Download or read book Before I Burn written by Gaute Heivoll and published by Atlantic Books. This book was released on 2015-01-01 with total page 271 pages. Available in PDF, EPUB and Kindle. Book excerpt: In the late 1970s, a pyromaniac runs amok in a close-knit community in rural Norway. Homes are burnt to a cinder, and panic spreads, as neighbors wonder who amongst them could be wreaking such fear and anguish. And slowly, almost imperceptibly, a mother comes to realize that her son is lighting the fires. Born into this time of chaos, Gaute Heivoll is indelibly linked to the arsonist intent on such destruction. By juxtaposing the pyromaniac's story with his own, Heivoll explores memory, loss, and the agonizing separation of child from parent that it is a rite of passage for us all. Written in fluid, luminous prose, Before I Burn is a literary sensation, by the foremost Norwegian writer of his generation.

Book The Year in San Fernando

Download or read book The Year in San Fernando written by Michael Anthony and published by Hodder Education. This book was released on 2021-06-28 with total page 190 pages. Available in PDF, EPUB and Kindle. Book excerpt: There have been many great and enduring works of literature by Caribbean authors over the last century. The Caribbean Contemporary Classics collection celebrates these deep and vibrant stories, overflowing with life and acute observations about society. This luminous book recounted through the eyes of the 12-year-old Francis, describes the year he spends, far away from home, in San Fernando. As his initial confusion gives way to increasing confidence and maturity, the open consciousness of the boy allows different times, events and places to co-exist. Over the course of one year, through Francis' eyes, we see the cycle of natural change and progression; the daily round of the market, showing the fruits of different seasons, the passage of dry season to rainy and back again to dry, the cane fires as the crop comes to an end, all symbolising the progression of the boy's year. And weaving in and amongst these mundane but intense experiences Francis feels his way to some understanding of adulthood.
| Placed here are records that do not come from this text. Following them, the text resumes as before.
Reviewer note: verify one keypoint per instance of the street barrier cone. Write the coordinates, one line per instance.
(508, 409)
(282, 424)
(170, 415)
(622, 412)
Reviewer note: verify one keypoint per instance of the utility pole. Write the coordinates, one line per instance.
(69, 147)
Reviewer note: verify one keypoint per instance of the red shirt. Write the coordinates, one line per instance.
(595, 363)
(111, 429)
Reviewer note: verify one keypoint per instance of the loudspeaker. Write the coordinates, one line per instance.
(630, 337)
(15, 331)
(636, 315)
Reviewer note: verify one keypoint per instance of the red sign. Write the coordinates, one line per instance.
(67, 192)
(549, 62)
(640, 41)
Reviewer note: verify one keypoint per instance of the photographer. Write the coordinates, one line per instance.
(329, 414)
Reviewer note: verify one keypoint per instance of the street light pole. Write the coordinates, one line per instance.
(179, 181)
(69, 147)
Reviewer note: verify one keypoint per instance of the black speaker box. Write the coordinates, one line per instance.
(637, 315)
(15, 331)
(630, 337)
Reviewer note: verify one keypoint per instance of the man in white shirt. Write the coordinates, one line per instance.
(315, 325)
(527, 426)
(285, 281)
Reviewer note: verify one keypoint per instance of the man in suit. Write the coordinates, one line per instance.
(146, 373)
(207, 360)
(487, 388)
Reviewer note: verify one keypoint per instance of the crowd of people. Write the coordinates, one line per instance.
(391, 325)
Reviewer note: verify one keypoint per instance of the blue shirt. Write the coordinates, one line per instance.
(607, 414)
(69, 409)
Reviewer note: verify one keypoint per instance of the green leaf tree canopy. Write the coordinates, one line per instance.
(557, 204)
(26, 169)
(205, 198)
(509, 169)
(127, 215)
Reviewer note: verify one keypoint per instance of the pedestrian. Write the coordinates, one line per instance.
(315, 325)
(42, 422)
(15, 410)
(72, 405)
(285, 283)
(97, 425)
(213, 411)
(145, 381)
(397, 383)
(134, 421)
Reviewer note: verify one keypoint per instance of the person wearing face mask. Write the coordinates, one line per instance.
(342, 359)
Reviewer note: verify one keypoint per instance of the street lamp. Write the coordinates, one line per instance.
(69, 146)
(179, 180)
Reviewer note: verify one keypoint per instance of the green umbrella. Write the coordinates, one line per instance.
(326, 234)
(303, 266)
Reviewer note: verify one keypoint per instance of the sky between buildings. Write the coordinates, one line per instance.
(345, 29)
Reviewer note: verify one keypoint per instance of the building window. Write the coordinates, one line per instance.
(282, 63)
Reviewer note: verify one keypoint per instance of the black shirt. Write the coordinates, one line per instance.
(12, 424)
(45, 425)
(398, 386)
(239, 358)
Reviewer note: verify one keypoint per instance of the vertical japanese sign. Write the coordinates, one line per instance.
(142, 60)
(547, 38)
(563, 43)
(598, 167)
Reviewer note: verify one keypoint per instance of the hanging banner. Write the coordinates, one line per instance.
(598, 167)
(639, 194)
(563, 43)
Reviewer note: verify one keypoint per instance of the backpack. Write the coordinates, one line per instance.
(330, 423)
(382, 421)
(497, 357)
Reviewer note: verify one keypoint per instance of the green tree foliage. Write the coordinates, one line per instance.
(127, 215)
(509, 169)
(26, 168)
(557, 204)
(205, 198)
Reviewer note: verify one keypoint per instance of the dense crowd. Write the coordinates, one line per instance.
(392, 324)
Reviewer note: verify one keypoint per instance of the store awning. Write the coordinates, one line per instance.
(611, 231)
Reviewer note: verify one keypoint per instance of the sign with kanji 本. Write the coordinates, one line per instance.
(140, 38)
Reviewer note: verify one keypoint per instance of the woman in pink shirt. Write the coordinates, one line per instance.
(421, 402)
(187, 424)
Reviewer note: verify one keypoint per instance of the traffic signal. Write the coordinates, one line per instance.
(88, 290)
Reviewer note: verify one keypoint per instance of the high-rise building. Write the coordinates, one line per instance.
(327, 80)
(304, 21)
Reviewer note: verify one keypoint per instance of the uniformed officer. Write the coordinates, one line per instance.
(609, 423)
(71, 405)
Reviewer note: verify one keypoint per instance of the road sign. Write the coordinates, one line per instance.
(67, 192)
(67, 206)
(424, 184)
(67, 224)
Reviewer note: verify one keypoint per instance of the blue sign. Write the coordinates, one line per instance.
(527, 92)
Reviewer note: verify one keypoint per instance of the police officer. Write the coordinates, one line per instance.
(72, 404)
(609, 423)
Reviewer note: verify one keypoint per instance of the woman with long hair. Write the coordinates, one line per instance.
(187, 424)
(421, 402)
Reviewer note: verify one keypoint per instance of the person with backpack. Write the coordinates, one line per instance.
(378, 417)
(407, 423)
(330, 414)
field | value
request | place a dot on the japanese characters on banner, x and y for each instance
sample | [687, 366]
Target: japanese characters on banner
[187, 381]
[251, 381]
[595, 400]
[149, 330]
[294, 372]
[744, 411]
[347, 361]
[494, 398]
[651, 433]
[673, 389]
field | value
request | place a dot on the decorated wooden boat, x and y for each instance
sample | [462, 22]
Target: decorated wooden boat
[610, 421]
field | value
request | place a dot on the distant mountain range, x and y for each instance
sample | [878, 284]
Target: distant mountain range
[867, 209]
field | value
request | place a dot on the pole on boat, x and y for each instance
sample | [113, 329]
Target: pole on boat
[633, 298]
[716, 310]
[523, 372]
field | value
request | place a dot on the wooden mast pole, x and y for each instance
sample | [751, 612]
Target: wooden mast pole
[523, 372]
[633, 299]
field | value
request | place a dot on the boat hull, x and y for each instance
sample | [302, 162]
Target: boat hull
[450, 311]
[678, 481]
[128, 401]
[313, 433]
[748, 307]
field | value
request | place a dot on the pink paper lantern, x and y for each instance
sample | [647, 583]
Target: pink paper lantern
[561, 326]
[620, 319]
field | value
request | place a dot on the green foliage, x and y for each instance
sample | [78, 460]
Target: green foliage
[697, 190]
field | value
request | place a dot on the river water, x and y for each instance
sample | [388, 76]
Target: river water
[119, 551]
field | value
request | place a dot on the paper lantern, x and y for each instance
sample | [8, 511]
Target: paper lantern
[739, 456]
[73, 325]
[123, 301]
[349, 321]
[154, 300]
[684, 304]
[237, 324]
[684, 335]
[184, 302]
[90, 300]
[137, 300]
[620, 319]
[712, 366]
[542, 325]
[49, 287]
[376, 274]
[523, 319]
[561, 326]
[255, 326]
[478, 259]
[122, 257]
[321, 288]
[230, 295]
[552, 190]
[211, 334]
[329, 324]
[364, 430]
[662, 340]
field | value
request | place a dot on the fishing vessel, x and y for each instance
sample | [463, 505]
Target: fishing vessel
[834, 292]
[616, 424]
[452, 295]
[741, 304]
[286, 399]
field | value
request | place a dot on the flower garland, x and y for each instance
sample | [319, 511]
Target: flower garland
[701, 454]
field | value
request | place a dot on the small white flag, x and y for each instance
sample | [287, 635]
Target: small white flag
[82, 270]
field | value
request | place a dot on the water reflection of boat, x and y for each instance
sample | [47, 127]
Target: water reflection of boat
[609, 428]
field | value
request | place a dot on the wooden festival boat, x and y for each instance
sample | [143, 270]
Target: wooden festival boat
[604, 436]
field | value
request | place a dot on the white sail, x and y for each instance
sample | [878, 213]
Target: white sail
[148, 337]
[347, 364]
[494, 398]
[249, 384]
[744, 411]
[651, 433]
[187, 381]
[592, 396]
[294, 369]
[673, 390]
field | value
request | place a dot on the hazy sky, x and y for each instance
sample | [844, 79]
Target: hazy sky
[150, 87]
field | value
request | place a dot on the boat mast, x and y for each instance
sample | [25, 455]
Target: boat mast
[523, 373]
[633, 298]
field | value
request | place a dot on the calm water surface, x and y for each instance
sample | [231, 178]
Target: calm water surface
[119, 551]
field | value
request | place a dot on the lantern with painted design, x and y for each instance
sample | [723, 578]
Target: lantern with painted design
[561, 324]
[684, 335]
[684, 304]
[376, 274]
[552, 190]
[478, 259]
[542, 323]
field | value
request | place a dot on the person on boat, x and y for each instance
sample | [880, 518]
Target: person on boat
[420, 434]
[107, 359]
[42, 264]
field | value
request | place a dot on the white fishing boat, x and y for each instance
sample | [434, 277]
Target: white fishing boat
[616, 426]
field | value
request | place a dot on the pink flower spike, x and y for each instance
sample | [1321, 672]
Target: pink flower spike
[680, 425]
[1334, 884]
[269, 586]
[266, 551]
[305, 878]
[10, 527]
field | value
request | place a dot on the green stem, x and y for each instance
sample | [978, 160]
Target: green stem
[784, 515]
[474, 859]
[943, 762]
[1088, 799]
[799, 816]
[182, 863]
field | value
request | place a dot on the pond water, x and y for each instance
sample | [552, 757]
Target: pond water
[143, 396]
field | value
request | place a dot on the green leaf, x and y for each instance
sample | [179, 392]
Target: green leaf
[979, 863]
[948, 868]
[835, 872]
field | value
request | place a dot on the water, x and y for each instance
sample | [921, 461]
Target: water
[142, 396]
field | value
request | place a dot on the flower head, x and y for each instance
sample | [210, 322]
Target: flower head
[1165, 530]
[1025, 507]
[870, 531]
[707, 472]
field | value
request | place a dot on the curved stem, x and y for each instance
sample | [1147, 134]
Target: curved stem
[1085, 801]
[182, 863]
Book The Limits of Autobiography

Download or read book The Limits of Autobiography written by Leigh Gilmore and published by Cornell University Press. This book was released on 2023-07-15 with total page 277 pages. Available in PDF, EPUB and Kindle. Book excerpt: In The Limits of Autobiography, Leigh Gilmore analyzes texts that depict trauma by combining elements of autobiography, fiction, biography, history, and theory in ways that challenge the constraints of autobiography. Astute and compelling readings of works by Michel Foucault, Louis Althusser, Dorothy Allison, Mikal Gilmore, Jamaica Kincaid, and Jeanette Winterson explore how each poses the questions "How have I lived?" and "How will I live?" in relation to the social and psychic forms within which trauma emerges. First published in 2001, this new edition of one of the foundational texts in trauma studies includes a new preface by the author that assesses the gravitational pull between life writing and trauma in the twenty-first century, a tension that continues to produce innovative and artful means of confronting kinship, violence, and self-representation.